Anton Aarse:

“Products sell better with good photos”

A professional photography studio is not essential in order to take good product photos, but it can be useful, according to Anton Aarse from lisianthus nursery Floralis in Honselersdijk.

Anton runs the business with his brother, Jan Willem. Their parents founded the business in 1966 and they still lend a helping hand from time to time. During a tour of the hothouse, Anton proudly announced that they had received the Master Grower Award at the annual National Summer Flowers Exhibition in Naaldwijk this year for the double-flowered lisianthus 'Arosa Red'.

How do you take the product photos?
Anton opened a closet containing a single-lens reflex camera, two studio lights, a grey background, a monitor (attached to the ceiling of the closet) and a computer. "Look, this is our 'photography closet'. The equipment stays clean, there is a neat background in the corner, and you can consistently take the same types of photos. Royal FloraHolland advised us on how to set up the photography studio. We made the closet ourselves and Ruud Hamel installed the equipment."

What happens after you take a photo?
"Once I have taken the product photos, they are saved on my hard drive. I then edit the photos a little. The inset can be problematic, but the software supplier has ensured that my logo is automatically superimposed on the pictures. They are then placed in the image bank. This way I don't need to give it a second thought."

What do you think about the photography guidelines?
"The new photography guidelines ensure greater uniformity. I think it is good for the trade if comparable photos are displayed next to one another." According to Anton, "the greatest challenge in taking good product photos is finding a clean container and a clean rack."  He explains, laughing, "The photos now have such a high resolution, that you can see everything."

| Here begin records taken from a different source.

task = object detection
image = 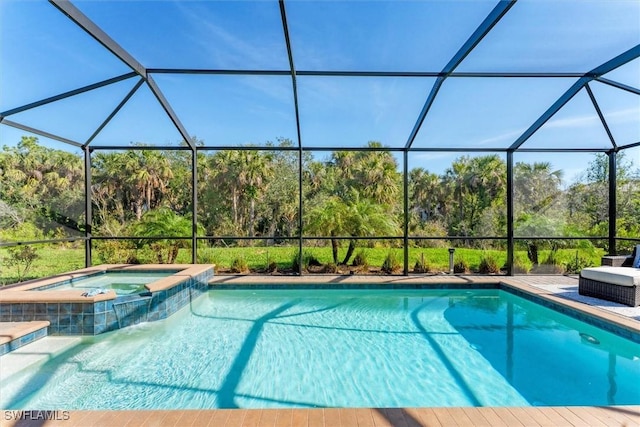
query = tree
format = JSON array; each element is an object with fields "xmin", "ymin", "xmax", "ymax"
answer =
[
  {"xmin": 131, "ymin": 208, "xmax": 201, "ymax": 263},
  {"xmin": 514, "ymin": 161, "xmax": 565, "ymax": 264},
  {"xmin": 442, "ymin": 155, "xmax": 506, "ymax": 239},
  {"xmin": 205, "ymin": 148, "xmax": 275, "ymax": 238},
  {"xmin": 564, "ymin": 152, "xmax": 640, "ymax": 252},
  {"xmin": 305, "ymin": 189, "xmax": 400, "ymax": 265},
  {"xmin": 303, "ymin": 143, "xmax": 402, "ymax": 264},
  {"xmin": 0, "ymin": 136, "xmax": 83, "ymax": 236}
]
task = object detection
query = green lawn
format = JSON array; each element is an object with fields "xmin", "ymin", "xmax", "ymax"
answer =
[{"xmin": 1, "ymin": 243, "xmax": 604, "ymax": 285}]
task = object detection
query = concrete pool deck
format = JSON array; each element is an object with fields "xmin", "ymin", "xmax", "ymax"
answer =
[{"xmin": 1, "ymin": 273, "xmax": 639, "ymax": 426}]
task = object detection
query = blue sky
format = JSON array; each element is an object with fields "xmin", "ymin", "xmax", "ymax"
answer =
[{"xmin": 0, "ymin": 0, "xmax": 639, "ymax": 181}]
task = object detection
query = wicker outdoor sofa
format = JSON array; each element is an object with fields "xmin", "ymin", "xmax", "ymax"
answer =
[{"xmin": 579, "ymin": 246, "xmax": 640, "ymax": 307}]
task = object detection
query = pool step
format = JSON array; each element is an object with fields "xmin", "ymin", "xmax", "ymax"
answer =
[{"xmin": 0, "ymin": 321, "xmax": 49, "ymax": 356}]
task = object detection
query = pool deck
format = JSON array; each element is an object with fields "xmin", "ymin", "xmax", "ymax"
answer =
[{"xmin": 1, "ymin": 273, "xmax": 639, "ymax": 427}]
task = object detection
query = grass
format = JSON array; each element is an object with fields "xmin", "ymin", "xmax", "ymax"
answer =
[
  {"xmin": 1, "ymin": 243, "xmax": 606, "ymax": 285},
  {"xmin": 0, "ymin": 244, "xmax": 85, "ymax": 286}
]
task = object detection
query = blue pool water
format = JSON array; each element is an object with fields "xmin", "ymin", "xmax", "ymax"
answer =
[
  {"xmin": 37, "ymin": 271, "xmax": 177, "ymax": 295},
  {"xmin": 1, "ymin": 289, "xmax": 639, "ymax": 409}
]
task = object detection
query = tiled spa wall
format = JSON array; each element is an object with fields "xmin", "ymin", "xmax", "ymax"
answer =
[{"xmin": 0, "ymin": 267, "xmax": 214, "ymax": 336}]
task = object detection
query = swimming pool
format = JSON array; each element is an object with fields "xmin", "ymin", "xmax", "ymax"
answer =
[{"xmin": 1, "ymin": 288, "xmax": 638, "ymax": 409}]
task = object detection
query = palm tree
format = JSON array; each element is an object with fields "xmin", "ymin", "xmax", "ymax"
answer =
[
  {"xmin": 340, "ymin": 191, "xmax": 400, "ymax": 265},
  {"xmin": 305, "ymin": 190, "xmax": 400, "ymax": 265},
  {"xmin": 125, "ymin": 150, "xmax": 174, "ymax": 220},
  {"xmin": 132, "ymin": 208, "xmax": 200, "ymax": 263},
  {"xmin": 237, "ymin": 150, "xmax": 274, "ymax": 236},
  {"xmin": 305, "ymin": 195, "xmax": 350, "ymax": 264},
  {"xmin": 409, "ymin": 167, "xmax": 442, "ymax": 224},
  {"xmin": 514, "ymin": 161, "xmax": 565, "ymax": 264}
]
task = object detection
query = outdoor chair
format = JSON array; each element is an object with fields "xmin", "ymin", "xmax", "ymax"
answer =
[{"xmin": 578, "ymin": 245, "xmax": 640, "ymax": 307}]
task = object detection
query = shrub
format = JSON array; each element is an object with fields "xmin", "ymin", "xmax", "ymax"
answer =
[
  {"xmin": 413, "ymin": 253, "xmax": 431, "ymax": 273},
  {"xmin": 291, "ymin": 251, "xmax": 322, "ymax": 273},
  {"xmin": 410, "ymin": 221, "xmax": 448, "ymax": 248},
  {"xmin": 197, "ymin": 249, "xmax": 216, "ymax": 264},
  {"xmin": 291, "ymin": 250, "xmax": 321, "ymax": 272},
  {"xmin": 95, "ymin": 240, "xmax": 138, "ymax": 264},
  {"xmin": 381, "ymin": 252, "xmax": 402, "ymax": 274},
  {"xmin": 4, "ymin": 246, "xmax": 39, "ymax": 283},
  {"xmin": 230, "ymin": 256, "xmax": 249, "ymax": 274},
  {"xmin": 267, "ymin": 261, "xmax": 278, "ymax": 273},
  {"xmin": 478, "ymin": 253, "xmax": 500, "ymax": 274},
  {"xmin": 305, "ymin": 251, "xmax": 322, "ymax": 267},
  {"xmin": 352, "ymin": 250, "xmax": 369, "ymax": 269},
  {"xmin": 291, "ymin": 250, "xmax": 301, "ymax": 272},
  {"xmin": 323, "ymin": 263, "xmax": 339, "ymax": 274},
  {"xmin": 538, "ymin": 249, "xmax": 565, "ymax": 274},
  {"xmin": 543, "ymin": 249, "xmax": 560, "ymax": 266},
  {"xmin": 513, "ymin": 254, "xmax": 533, "ymax": 274},
  {"xmin": 453, "ymin": 258, "xmax": 469, "ymax": 274},
  {"xmin": 565, "ymin": 251, "xmax": 593, "ymax": 274},
  {"xmin": 513, "ymin": 258, "xmax": 533, "ymax": 274}
]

Did you change anything about the photos?
"With a bit of help, I adjusted the camera settings slightly in terms of lighting, exposure time and so on. I didn't look into the subject in great depth; it's not really my thing. I already used to take the pictures from above, at an angle, but I now make sure you cannot see the whole bucket. The inset at the bottom right is also new, but we have had that now for two years."

Do you get any feedback from customers?
"The customers are satisfied with the photos. In any case, I don't receive any complaints. We have six different lithiantus colors, primarily in lengths of 75, 65, and some shorter 45 cm stems. We always supply them to the clock in 997. The shorter ones go in 577. Customers sometimes have special requests, such as, 'Can I have it like that? What would that look like?' For instance, 6 bunches in a 544 with a collar. I then take a new photo and just send it to the customer via WhatsApp." 

Are growers very interested in the subject of product photos?
"My colleagues who supply all year round do everything themselves. I presume that they are properly organized. However, the seasonal growers who only have a certain product for a few months probably do things differently."

Is a professional photography studio feasible for everyone?
"I am not aware of the financial situation of other businesses, but I should think so. A good product photo leads to better sales, through the clock presales, for instance. In the past, customers used to inspect the products physically. Only by feeling and touching something do you know exactly what you are buying. Of course, that is becoming less common, and we have to move with the times as far as digitization is concerned."